I would expect Anandtech to use the best compiler for each processor. If GPU benchmarks use the best API for each GPU, why would benchmarks for CPU not use the best compiler for each CPU?
Not really equivalent. The API a particular piece of code uses often can't simply be changed on a whim (some benchmarks do have multiple APIs, often with varying degrees of optimizations applied to each, but most don't). So indeed you are testing the performance of the API as much as the hardware. And some GPU benchmarks do use generic APIs like Vulkan, but that can have pros and cons too. GPU performance testing is thus even more full of caveats than CPU testing for that reason. It depends on what you view as the purpose of benchmarking:
1) What is the max performance possible?
2) What is are reasonable performance expectations in code yet to be written?
3) What is the actual performance on actual production code used in the wild right now?

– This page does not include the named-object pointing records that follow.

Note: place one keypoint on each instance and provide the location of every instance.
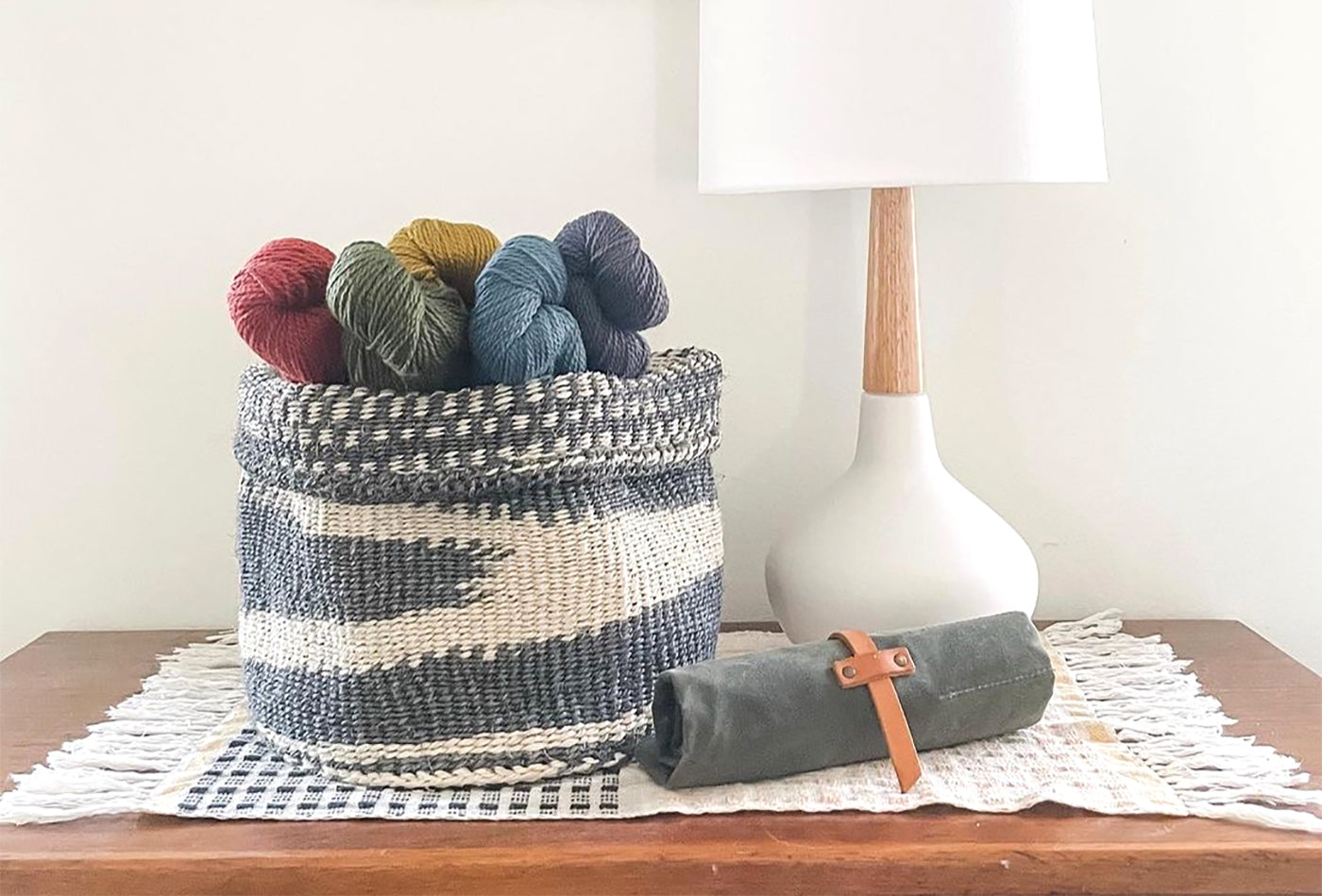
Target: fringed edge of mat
(1137, 686)
(116, 766)
(1160, 711)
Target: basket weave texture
(482, 585)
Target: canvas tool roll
(837, 702)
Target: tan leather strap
(878, 668)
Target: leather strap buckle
(878, 670)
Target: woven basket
(475, 587)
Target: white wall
(1127, 372)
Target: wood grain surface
(52, 688)
(892, 353)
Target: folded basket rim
(359, 445)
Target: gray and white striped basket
(482, 585)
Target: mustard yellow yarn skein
(451, 253)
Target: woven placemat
(1117, 737)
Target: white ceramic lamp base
(896, 542)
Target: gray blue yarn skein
(614, 291)
(519, 328)
(398, 332)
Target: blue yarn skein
(518, 328)
(614, 291)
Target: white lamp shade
(820, 94)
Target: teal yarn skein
(398, 332)
(519, 328)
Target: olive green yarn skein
(399, 333)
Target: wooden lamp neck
(892, 359)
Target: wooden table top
(61, 682)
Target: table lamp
(892, 94)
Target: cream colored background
(1129, 372)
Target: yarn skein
(519, 328)
(399, 333)
(452, 253)
(614, 291)
(278, 303)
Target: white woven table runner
(184, 747)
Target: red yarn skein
(278, 303)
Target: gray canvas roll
(782, 711)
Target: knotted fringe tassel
(1141, 690)
(118, 764)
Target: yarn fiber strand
(278, 303)
(398, 332)
(519, 327)
(614, 291)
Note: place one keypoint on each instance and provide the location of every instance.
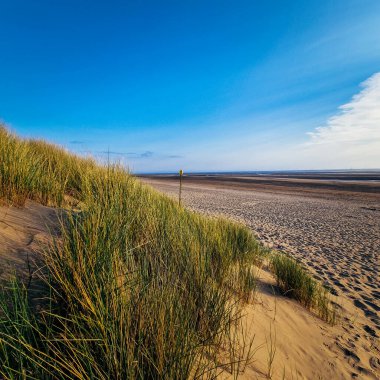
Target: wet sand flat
(331, 226)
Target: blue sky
(202, 85)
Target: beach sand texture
(332, 228)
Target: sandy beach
(331, 225)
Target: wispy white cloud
(351, 138)
(357, 121)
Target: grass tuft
(297, 283)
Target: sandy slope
(23, 232)
(337, 236)
(304, 347)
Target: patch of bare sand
(338, 239)
(23, 232)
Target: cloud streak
(351, 138)
(358, 121)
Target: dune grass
(135, 287)
(297, 283)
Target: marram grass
(136, 287)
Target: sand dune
(298, 344)
(336, 235)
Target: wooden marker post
(180, 186)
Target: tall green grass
(297, 283)
(136, 287)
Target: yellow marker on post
(180, 186)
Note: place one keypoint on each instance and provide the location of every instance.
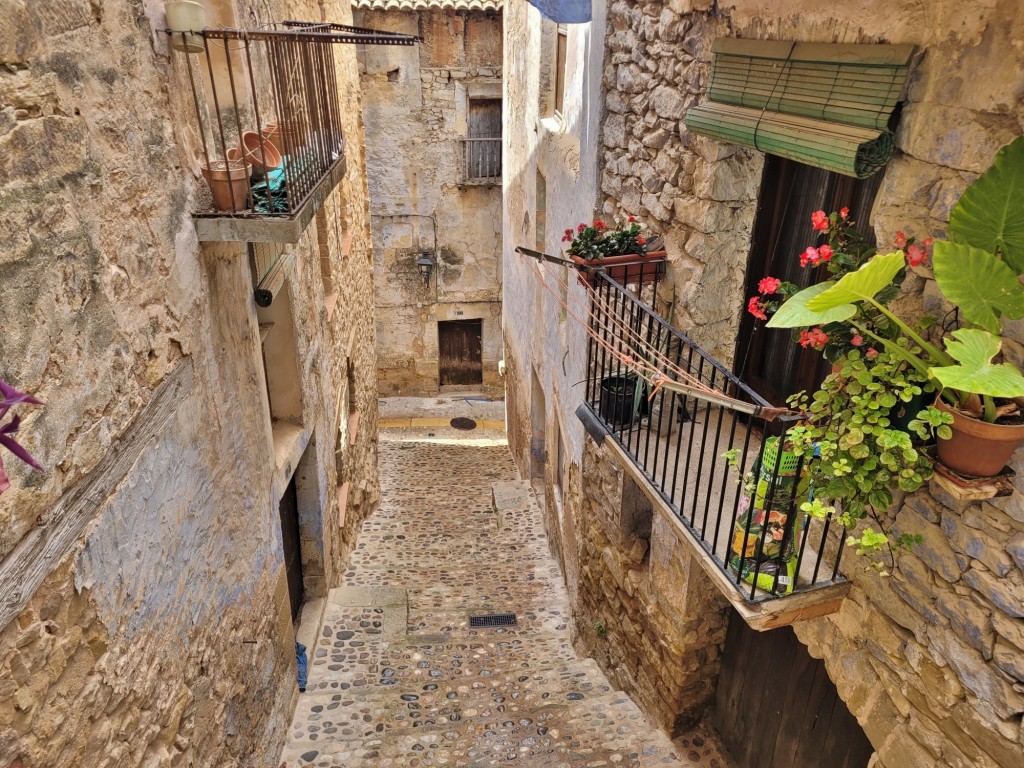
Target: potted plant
(978, 271)
(623, 250)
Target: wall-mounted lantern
(426, 263)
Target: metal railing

Anandtech testing aims for 2) and 3), their choice of compiler and settings reflect that. If you vary the compiler, then you're testing the choice of the compiler as well as the processor. However, even in not changing the compiler, a compiler could produce better or worse optimized assembly for different architectures like ARM vs x86. Nothing is ever perfect.
I should note that I was wrong: the performance delta between LLVM and ICC used to be quite large, larger than I thought ... but emphasis on used to be. The references to that gap are years old and as of now, Intel has adopted LLVM as a backend.
Intel reported in a blog this week that its adoption of the open source LLVM architecture for Intel’s C/C++ compiler is complete. The transition is part of Intel’s ongoing effort […]
www.hpcwire.com
So now I have no idea what performance deltas there might be between Intel's ICC and standard LLVM if any.
EDIT: I should've read more carefully, not all the optimizations were upstreamed to LLVM, thus ICC still boasts a major increase in performance on Intel processors. Intel claims >40% on SpecInt than standard clang-LLVM which would explain these results. Thus this is all compiler shenanigans.